Le siège de la Banque centrale européenne à Francfort, en Allemagne. Daniel Roland/AFP
Les grandes banques européennes affichent des résultats éclatants au début d’année 2023 grâce à la remontée des taux directeurs des banques centrales, dont profitent toutefois un peu moins les établissements français. En Italie, UniCredit et Intesa Sanpaolo ont, chacune, engrangé près de 2 milliards d’euros de bénéfice net entre janvier et mars, respectivement près de deux et sept fois plus que lors du premier trimestre 2022. En Espagne aussi, le géant Banco Santander a réussi à maintenir sur les trois premiers mois de l’année un niveau de bénéfice net comparable à l’an dernier sur la période, à 2,57 milliards d’euros, son dauphin BBVA engrangeant de son côté 1,84 milliard d’euros de bénéfice net, en hausse de 39,4 % sur un an.
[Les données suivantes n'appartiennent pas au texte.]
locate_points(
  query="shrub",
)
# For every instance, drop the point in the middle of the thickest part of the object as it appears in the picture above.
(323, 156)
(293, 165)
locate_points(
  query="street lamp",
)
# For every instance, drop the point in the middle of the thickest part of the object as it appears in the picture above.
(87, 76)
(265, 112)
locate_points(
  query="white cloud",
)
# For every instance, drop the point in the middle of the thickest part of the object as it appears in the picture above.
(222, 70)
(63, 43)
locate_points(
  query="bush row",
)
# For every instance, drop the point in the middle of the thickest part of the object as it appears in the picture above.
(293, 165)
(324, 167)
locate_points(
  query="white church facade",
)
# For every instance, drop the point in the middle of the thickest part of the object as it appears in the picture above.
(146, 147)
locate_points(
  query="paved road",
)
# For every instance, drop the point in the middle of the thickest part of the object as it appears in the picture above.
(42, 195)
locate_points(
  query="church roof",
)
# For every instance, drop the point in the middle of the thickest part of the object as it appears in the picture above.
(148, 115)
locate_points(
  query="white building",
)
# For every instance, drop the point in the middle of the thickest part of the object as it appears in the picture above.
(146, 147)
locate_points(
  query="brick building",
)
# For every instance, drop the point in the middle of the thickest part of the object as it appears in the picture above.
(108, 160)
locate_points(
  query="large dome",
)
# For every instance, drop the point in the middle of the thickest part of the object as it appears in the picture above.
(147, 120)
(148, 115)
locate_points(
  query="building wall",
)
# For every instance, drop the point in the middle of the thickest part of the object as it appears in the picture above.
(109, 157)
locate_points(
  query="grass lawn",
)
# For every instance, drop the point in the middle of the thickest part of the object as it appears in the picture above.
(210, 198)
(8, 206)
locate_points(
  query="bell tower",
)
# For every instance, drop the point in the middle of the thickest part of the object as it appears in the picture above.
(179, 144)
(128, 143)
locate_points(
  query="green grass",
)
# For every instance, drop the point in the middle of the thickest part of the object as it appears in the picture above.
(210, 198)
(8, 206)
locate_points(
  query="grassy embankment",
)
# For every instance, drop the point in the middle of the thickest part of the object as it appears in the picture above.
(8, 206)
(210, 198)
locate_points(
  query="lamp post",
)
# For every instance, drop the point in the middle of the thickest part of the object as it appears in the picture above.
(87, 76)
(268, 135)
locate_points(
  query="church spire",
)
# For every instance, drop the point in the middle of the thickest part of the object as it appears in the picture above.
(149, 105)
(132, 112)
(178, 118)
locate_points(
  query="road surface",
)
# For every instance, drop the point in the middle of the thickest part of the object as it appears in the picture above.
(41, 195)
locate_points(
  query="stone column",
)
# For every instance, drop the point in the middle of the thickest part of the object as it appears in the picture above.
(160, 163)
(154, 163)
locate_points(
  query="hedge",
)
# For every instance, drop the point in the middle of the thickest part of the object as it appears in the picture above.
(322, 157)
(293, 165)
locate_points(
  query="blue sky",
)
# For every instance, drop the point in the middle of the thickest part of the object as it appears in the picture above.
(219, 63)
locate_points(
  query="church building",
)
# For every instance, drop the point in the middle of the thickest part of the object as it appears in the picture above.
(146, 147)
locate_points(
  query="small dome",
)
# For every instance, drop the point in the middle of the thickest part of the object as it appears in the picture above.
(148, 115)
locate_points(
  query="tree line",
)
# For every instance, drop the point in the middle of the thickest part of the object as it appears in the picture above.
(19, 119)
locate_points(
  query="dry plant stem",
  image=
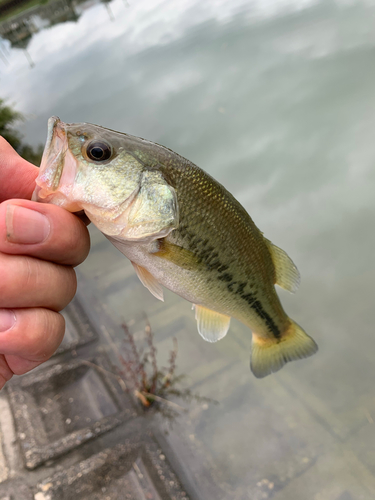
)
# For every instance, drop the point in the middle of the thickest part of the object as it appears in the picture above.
(153, 356)
(106, 372)
(162, 400)
(140, 395)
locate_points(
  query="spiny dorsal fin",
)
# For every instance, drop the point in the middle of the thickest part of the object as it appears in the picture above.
(287, 275)
(149, 281)
(212, 326)
(269, 355)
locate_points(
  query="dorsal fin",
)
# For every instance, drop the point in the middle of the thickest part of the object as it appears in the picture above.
(212, 326)
(287, 275)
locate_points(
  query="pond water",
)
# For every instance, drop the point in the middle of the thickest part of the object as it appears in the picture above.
(275, 99)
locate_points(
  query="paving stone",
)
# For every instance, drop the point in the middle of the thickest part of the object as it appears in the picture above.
(3, 463)
(61, 407)
(135, 470)
(15, 490)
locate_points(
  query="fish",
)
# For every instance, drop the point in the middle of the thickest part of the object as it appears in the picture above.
(181, 229)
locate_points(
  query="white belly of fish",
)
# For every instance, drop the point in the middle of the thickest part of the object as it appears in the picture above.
(185, 283)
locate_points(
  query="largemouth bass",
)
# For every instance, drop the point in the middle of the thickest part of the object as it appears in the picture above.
(180, 229)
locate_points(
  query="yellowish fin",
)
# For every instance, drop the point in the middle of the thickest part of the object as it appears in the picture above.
(212, 326)
(178, 255)
(287, 275)
(149, 282)
(269, 355)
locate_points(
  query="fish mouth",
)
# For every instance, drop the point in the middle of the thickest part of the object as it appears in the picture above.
(57, 169)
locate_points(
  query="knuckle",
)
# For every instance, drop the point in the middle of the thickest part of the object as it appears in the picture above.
(50, 328)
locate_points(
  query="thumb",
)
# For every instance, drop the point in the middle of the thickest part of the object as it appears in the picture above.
(17, 176)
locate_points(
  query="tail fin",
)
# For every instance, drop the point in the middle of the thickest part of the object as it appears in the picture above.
(270, 355)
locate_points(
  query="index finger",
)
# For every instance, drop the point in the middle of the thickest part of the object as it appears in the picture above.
(17, 176)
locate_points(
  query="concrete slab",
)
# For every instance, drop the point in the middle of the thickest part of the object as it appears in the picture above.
(59, 408)
(135, 470)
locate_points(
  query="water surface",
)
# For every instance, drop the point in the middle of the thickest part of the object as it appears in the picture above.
(275, 99)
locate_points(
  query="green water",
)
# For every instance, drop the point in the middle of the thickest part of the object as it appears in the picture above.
(276, 100)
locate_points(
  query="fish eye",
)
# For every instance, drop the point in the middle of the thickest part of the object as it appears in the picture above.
(98, 151)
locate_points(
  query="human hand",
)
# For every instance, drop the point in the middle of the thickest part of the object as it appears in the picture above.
(39, 246)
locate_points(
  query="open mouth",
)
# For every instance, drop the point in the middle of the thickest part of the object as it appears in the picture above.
(58, 168)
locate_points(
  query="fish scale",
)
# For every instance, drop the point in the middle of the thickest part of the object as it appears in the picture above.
(181, 229)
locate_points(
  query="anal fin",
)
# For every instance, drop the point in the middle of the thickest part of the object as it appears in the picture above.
(149, 281)
(212, 326)
(270, 355)
(287, 275)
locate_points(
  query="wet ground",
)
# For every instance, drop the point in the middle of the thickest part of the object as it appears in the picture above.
(276, 101)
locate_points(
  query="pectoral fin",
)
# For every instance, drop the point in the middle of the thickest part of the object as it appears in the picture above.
(212, 326)
(176, 254)
(149, 282)
(287, 275)
(154, 212)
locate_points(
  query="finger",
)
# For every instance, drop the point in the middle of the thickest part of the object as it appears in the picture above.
(29, 282)
(17, 176)
(44, 231)
(32, 338)
(5, 372)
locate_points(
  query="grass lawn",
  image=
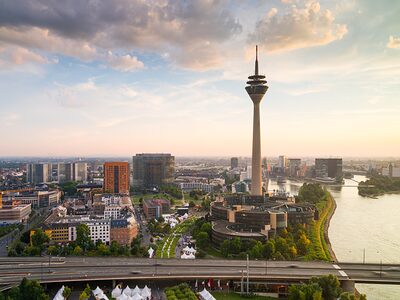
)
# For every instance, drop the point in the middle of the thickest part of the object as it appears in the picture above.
(235, 296)
(170, 241)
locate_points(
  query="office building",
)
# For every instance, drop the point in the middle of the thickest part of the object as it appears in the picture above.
(234, 162)
(155, 208)
(294, 166)
(39, 199)
(153, 170)
(72, 172)
(123, 230)
(38, 173)
(282, 162)
(116, 177)
(80, 171)
(328, 167)
(256, 89)
(14, 213)
(65, 172)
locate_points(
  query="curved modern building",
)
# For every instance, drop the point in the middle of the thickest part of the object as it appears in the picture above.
(249, 217)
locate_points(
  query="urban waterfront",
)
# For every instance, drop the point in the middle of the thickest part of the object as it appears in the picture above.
(362, 223)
Des résultats « stratosphériques » pour l’analyste de l’agence de notation Fitch Rafael Quina, interrogé par l’AFP. Ces banques « prennent beaucoup mieux le vent de la hausse des taux » que les banques françaises, expliquet-t-il, du fait d’une plus grande part de leur portefeuille de crédit immobilier à taux variable. La hausse des taux d’intérêt se répercute donc plus directement sur leur stock de crédits, immobiliers notamment, et non sur les seuls nouveaux, comme en France, marché où la grande majorité des prêts immobiliers sont à taux fixe. D’autres banques en Europe ont aussi profité de cet effet : Barclays au Royaume-Uni a vu son bénéfice net croître de 27 % sur un an entre janvier et mars, NatWest de 52 % et la néerlandaise ING a presque quadruplé le sien.
Réseaux France à la traîne
Comme souvent, la palme du meilleur bénéfice net est revenue au géant français BNP Paribas, avec 4,4 milliards d’euros engrangés sur les trois premiers mois de l’année, soit près de 2,5 fois plus que l’an dernier à la même époque. Ce tour de force a cependant été bien aidé par une plus-value générée par la cession de sa filiale américaine Bank of the West, vendue 16,3 milliards de dollars début février. M. Quina identifie par ailleurs deux principaux dénominateurs communs dans les résultats des établissements bancaires français.
Côté pile, des banques de financement et d’investissement (BFI) qui « ont continué à fonctionner sur des niveaux assez élevés, notamment tirés par les métiers de couverture, de change, mais aussi conservation de titres ». Côté face, des banques de détail « qui traversent une période assez compliquée ».
Société Générale en est un bon exemple : le bénéfice net de sa BFI a été presque multiplié par deux entre janvier et mars sur un an, quand celui de la banque de détail a été divisé par plus de 2. La fin des prêts géants de la Banque centrale européenne (BCE), des nouveaux crédits immobiliers non rentables ou encore la nouvelle hausse du taux du livret A, à 3 % depuis le 1er février, compriment fortement les marges des banques de détail.
Marasme suisse
Le premier trimestre a également été marqué par un vent de panique dans l’industrie bancaire venu des États-Unis après la faillite éclair de la Silicon Valley Bank (SVB). Les résultats des banques helvètes UBS et Credit Suisse, dont le mariage est en cours, ont été regardés à la loupe. Le premier a indiqué le 25 avril avoir engrangé un bénéfice net de 1 milliard de dollars au premier trimestre, bien en deçà des attentes. « C’est un peu une phase de transition pour UBS qui se met en ordre de bataille pour intégrer très vite Credit Suisse », a commenté auprès de l’AFP Simon Outin, analyste chez Allianz Global Investors.